I was twenty-six when I finally made it to Seattle. A friend of mine moved out west, and I leapt at the chance to sleep on her couch and explore the city. For days, I walked through the unseasonable March snow to Volunteer Park and Pike Place Market, I ate pho and Ezell’s fried chicken, read books at Elliot Bay, posed in front of the Fremont Troll, drank far too much coffee. I scheduled a trip to the Experience Music Project to see an exhibit on the Washington grunge scene. It was the closest thing I could imagine to a shrine for Kurt.
To the other visitors, I must have looked sappy and nostalgic: a long-haired girl in Converses and busted jeans, reading old set lists and crying, leaning in to look at the grainy photographs, the powder-blue guitar with the broken fretboard that used to belong to him.
Cliché or not, I cried for Kurt—because he’d suffered, and created so much, and the world would never know what else he might have done. I cried, too, for the man I’d invented, whom I hadn’t known but cleaved to, and for the girl I’d been when I’d claimed Kurt as myself.
I was slowly learning to do more with my life than hurt and pretend I wasn’t hurting. I’d started therapy, a novel. I was deep into a relationship with a man who was kind and didn’t listen to rock music at all—he preferred salsa. I wanted to publish my book, get a tattoo, cut off all my hair just to upset my mother and learn I could be pretty without it. I wanted to get married, drink beers with my friends, ride my bicycle in the summer. I wanted to see the Olympic Mountains on a clear day before I left. I couldn’t believe sometimes how much I wanted to live.
As I left the exhibit, I was sure that I wouldn’t be able to explain what it had meant to anyone without sounding like a fangirl or dope.

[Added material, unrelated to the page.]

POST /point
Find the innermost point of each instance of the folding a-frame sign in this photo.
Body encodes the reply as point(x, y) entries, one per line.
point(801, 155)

It’s easy to deride the attachments of teenage girls, but I was convinced that what I’d felt in the museum was holy.
Out on the street, I searched for a bus that would take me back to the apartment that I’d call home for the next few days. I was emptied out from all my crying, and lost, but I didn’t quite feel alone. I’d carried something out of EMP with me—a memory, a riff, I couldn’t say.
It may have been raining, and I may have sung to myself as I wandered, “And I’ve got this friend, you see, who makes me feel.”